By 90Min
October 27, 2019

Six days have brought four points from two games in which many would have given Sheffield United zero chance in before the season started - the numbers are all adding up for Chris Wilder as the Blades manager continues to work his tactical magic.

Like a new kid on the first day of school, the watching world are obsessed with the novelty of his overlapping centre-backs, but there's so much more to his Blades survival bid and this week has showed the best of his game management. As such, that will be the first and last mention of any overlapping centre-backs. Except that one.

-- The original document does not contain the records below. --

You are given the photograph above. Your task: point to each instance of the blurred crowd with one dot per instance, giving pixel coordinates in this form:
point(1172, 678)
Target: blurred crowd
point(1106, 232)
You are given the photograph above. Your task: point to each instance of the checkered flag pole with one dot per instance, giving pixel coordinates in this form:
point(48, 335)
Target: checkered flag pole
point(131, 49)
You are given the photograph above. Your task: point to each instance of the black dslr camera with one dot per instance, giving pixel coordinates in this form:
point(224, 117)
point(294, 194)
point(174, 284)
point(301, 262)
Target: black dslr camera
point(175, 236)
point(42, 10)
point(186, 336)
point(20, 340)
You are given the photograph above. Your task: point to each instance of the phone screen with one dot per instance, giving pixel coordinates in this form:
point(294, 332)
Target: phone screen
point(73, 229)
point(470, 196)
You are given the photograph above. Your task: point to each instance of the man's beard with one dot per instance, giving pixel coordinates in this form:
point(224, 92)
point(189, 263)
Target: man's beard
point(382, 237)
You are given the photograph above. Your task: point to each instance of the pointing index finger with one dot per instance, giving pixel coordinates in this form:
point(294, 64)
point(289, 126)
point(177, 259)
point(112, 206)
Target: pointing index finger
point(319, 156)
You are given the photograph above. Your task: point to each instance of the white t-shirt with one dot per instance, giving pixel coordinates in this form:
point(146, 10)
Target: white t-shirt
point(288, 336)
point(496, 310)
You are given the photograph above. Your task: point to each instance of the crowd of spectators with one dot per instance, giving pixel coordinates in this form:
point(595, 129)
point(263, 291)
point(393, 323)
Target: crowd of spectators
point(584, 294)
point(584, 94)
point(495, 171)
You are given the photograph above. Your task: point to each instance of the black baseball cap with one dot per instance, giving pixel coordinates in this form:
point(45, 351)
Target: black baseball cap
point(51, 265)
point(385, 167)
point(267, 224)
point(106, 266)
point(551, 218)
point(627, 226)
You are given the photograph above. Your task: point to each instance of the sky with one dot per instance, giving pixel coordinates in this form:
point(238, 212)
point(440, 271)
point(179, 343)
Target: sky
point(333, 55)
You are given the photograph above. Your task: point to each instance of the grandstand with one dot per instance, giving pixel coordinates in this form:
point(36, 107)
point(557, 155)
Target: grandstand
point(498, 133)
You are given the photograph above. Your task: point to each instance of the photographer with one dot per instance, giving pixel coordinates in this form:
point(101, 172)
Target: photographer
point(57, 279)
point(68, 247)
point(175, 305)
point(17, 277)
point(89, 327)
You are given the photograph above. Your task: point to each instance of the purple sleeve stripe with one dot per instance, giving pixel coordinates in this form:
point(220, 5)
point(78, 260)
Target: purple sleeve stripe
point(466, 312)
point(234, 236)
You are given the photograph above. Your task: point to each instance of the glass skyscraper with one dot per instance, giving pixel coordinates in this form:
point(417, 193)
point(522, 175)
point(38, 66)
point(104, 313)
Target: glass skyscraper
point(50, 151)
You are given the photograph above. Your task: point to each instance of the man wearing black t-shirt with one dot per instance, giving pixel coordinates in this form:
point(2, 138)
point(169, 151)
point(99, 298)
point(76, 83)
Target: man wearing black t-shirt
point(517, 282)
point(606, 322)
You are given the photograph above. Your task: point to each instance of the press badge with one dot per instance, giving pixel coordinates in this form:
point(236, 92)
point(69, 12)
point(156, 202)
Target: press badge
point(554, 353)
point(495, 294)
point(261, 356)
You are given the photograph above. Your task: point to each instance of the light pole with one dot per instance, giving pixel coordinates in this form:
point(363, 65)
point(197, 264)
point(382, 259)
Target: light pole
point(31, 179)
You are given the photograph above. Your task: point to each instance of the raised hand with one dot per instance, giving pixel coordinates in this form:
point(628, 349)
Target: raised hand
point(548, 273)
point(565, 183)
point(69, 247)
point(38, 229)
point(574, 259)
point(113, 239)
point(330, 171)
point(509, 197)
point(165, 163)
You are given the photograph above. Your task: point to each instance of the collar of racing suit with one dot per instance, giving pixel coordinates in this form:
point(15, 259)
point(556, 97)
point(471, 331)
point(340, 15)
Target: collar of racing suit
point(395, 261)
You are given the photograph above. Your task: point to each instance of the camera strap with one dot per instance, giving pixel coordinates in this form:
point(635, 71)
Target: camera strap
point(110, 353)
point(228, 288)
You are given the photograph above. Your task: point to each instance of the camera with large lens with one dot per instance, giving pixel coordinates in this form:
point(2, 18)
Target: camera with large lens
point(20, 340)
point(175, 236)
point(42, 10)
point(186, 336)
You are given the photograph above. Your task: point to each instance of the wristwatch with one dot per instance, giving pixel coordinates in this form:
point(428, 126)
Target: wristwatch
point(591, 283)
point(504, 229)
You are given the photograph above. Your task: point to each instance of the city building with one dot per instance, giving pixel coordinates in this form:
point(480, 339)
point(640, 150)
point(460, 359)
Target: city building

On Saturday evening, United sat seventh in the table after ten games, having followed up their victory over Arsenal with an impressive point and performance at West Ham's London Stadium. So how exactly is Wilder defying the odds to keep them on track for Premier League safety and an ascent up the table?

His advantage over so many of his counterparts is that he's bold, brave and unafraid of making changes to his formation in-game, or of altering personnel - in fact, he's probably been the Premier League's finest manager at doing that this season.

Who else would drop their striker into midfield and change their formation for 19 second-half minutes to turn the game on its head? That's exactly what Wilder did as West Ham's wingers and full-backs were limiting the effectiveness of his wing-backs, while The Blades needed an injection of pace up front.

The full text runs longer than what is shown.